Note: This bug is displayed in read-only format because the product is no longer active in Red Hat Bugzilla.

Bug 1167905

Summary: Repeated Live Migration can cause instance sessions to hang.
Product: Red Hat OpenStack Reporter: John Trowbridge <jtrowbri>
Component: openstack-novaAssignee: Nikola Dipanov <ndipanov>
Status: CLOSED INSUFFICIENT_DATA QA Contact: nlevinki <nlevinki>
Severity: high Docs Contact:
Priority: high    
Version: 5.0 (RHEL 7)CC: benglish, berrange, dasmith, dgilbert, dmaley, eglynn, jtrowbri, kchamart, laine, ndipanov, pbrady, sbauza, sclewis, sferdjao, sgordon, vromanso, wdaniel, yeylon
Target Milestone: ---Keywords: ZStream
Target Release: 5.0 (RHEL 7)   
Hardware: All   
OS: Linux   
Whiteboard:
Fixed In Version: Doc Type: Bug Fix
Doc Text:
Story Points: ---
Clone Of:
: 1179934 (view as bug list) Environment:
Last Closed: 2015-04-28 14:07:02 UTC Type: Bug
Regression: --- Mount Type: ---
Documentation: --- CRM:
Verified Versions: Category: ---
oVirt Team: --- RHEL 7.3 requirements from Atomic Host:
Cloudforms Team: --- Target Upstream Version:
Embargoed:
Bug Depends On: 1179934    
Bug Blocks:    

Description John Trowbridge 2014-11-25 15:26:52 UTC
Description of problem:

We are able to do a Live Migration of an instance from compute node 1 to compute node 2 without dropping an active SSH session to the instance.
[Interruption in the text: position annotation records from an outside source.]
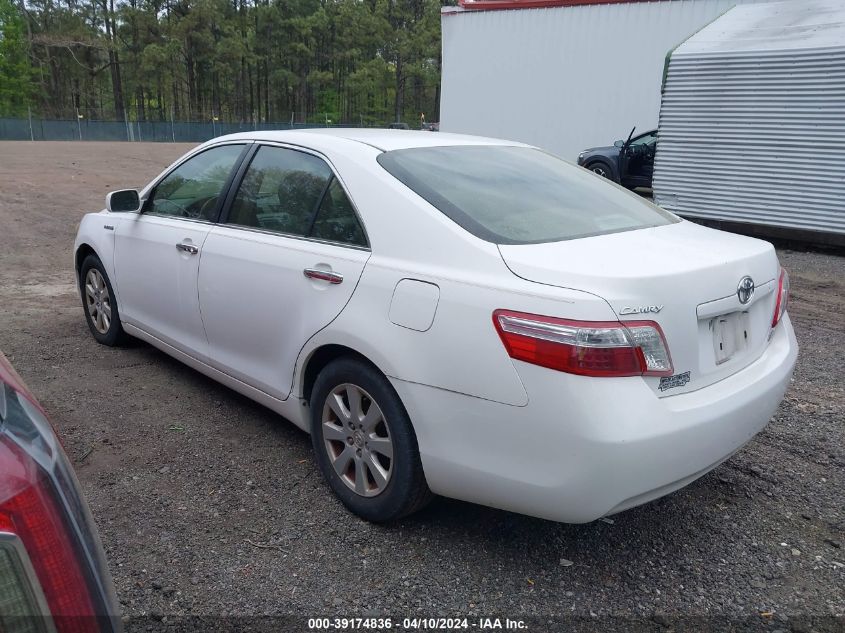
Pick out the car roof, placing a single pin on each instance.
(380, 138)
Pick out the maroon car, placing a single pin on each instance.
(53, 575)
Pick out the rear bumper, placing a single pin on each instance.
(583, 448)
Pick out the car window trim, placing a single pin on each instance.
(319, 204)
(223, 217)
(224, 192)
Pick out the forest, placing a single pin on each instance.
(362, 62)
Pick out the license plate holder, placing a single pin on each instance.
(730, 335)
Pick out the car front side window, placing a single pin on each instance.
(645, 139)
(193, 189)
(295, 193)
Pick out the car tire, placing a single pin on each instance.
(601, 169)
(99, 304)
(369, 457)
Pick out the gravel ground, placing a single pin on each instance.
(209, 504)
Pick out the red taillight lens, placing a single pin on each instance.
(32, 515)
(586, 348)
(782, 298)
(52, 569)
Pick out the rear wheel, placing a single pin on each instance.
(364, 442)
(99, 304)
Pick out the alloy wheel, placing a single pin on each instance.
(98, 300)
(357, 439)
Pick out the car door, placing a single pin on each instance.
(157, 251)
(638, 160)
(281, 265)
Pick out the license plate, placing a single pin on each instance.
(730, 335)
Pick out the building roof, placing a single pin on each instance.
(774, 26)
(492, 5)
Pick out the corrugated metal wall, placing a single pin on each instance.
(564, 78)
(755, 135)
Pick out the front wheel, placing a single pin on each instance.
(601, 169)
(98, 302)
(364, 442)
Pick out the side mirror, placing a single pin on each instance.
(124, 201)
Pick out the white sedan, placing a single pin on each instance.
(452, 315)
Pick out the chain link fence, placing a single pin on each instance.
(161, 131)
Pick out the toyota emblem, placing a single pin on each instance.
(745, 290)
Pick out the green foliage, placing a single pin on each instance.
(17, 77)
(348, 61)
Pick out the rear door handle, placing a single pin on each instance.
(188, 248)
(323, 275)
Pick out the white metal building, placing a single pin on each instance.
(565, 75)
(752, 126)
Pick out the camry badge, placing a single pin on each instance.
(640, 310)
(745, 290)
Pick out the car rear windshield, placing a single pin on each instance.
(519, 195)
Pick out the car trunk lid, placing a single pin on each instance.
(682, 276)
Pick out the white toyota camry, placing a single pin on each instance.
(447, 314)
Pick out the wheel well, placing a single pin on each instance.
(322, 357)
(81, 253)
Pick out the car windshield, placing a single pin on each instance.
(519, 195)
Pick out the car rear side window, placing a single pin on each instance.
(336, 220)
(519, 195)
(280, 191)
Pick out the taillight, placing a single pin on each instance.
(783, 297)
(52, 571)
(586, 348)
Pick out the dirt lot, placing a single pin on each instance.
(210, 504)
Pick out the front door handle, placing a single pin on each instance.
(323, 275)
(187, 248)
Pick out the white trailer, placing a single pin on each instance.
(752, 122)
(561, 74)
However, if we then Live Migrate the same instance back to compute node 1, the SSH session hangs.

Version-Release number of selected component (if applicable):

openstack-nova-compute-2014.1.2-1.el7ost.noarch


How reproducible:
GSS has not reproduced the issue, but Lee Yarwood was working on it.
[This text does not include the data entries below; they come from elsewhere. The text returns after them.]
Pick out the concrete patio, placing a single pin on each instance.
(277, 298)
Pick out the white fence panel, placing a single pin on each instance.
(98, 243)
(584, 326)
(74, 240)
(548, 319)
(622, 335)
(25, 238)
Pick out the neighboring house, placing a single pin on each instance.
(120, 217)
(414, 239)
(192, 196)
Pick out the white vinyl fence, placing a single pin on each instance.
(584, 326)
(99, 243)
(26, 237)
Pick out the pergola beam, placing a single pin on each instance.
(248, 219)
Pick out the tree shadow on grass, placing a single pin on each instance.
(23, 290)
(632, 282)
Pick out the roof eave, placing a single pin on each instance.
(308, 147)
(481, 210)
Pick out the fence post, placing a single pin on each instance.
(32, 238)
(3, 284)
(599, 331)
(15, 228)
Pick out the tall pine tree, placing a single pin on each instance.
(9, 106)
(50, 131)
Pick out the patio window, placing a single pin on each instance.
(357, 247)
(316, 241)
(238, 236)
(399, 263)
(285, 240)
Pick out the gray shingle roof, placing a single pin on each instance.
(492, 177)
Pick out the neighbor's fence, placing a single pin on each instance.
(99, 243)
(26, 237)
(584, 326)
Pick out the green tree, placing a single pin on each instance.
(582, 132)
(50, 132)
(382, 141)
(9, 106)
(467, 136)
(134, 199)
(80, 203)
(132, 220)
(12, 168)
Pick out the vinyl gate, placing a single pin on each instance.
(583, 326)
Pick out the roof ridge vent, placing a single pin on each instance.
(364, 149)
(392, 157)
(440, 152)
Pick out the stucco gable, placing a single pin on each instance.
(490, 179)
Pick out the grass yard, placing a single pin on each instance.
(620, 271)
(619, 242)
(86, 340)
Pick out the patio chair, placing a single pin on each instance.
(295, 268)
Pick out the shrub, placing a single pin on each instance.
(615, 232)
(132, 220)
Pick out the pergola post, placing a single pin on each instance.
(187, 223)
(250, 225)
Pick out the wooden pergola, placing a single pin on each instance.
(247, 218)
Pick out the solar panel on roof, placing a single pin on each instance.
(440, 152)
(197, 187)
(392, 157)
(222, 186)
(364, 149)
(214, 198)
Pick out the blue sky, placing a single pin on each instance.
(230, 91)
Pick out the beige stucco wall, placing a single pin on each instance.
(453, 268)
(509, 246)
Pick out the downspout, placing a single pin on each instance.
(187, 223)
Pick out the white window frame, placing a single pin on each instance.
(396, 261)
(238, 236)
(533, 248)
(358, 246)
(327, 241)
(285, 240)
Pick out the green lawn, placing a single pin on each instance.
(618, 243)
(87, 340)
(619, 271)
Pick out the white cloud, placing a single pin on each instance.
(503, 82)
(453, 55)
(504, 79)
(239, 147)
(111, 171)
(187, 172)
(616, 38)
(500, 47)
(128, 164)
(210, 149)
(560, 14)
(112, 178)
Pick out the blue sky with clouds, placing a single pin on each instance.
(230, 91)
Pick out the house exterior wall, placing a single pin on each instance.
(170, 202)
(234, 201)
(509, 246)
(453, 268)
The customer can reproduce the issue reliably.

Steps to Reproduce:
1. Setup an OpenStack environment capable of Live Migration.
2. Launch an instance, and establish an SSH connection.
3. Live Migrate the instance. (The SSH connection will not drop)
4. Live Migrate the instance back to the compute node it came from.

Actual results:

SSH connection hangs, eventually leading to "broken pipe".

Expected results:

SSH connection should not hang or drop when moving back to the original compute node.

Additional info:

We narrowed the issue to precisely the case where we are moving back to the same instance. The customer environment has 3 compute nodes, and we could start on any of the three, and move the instance to each of the other two without losing SSH. It is only when moving back to the original node that the issue occurs.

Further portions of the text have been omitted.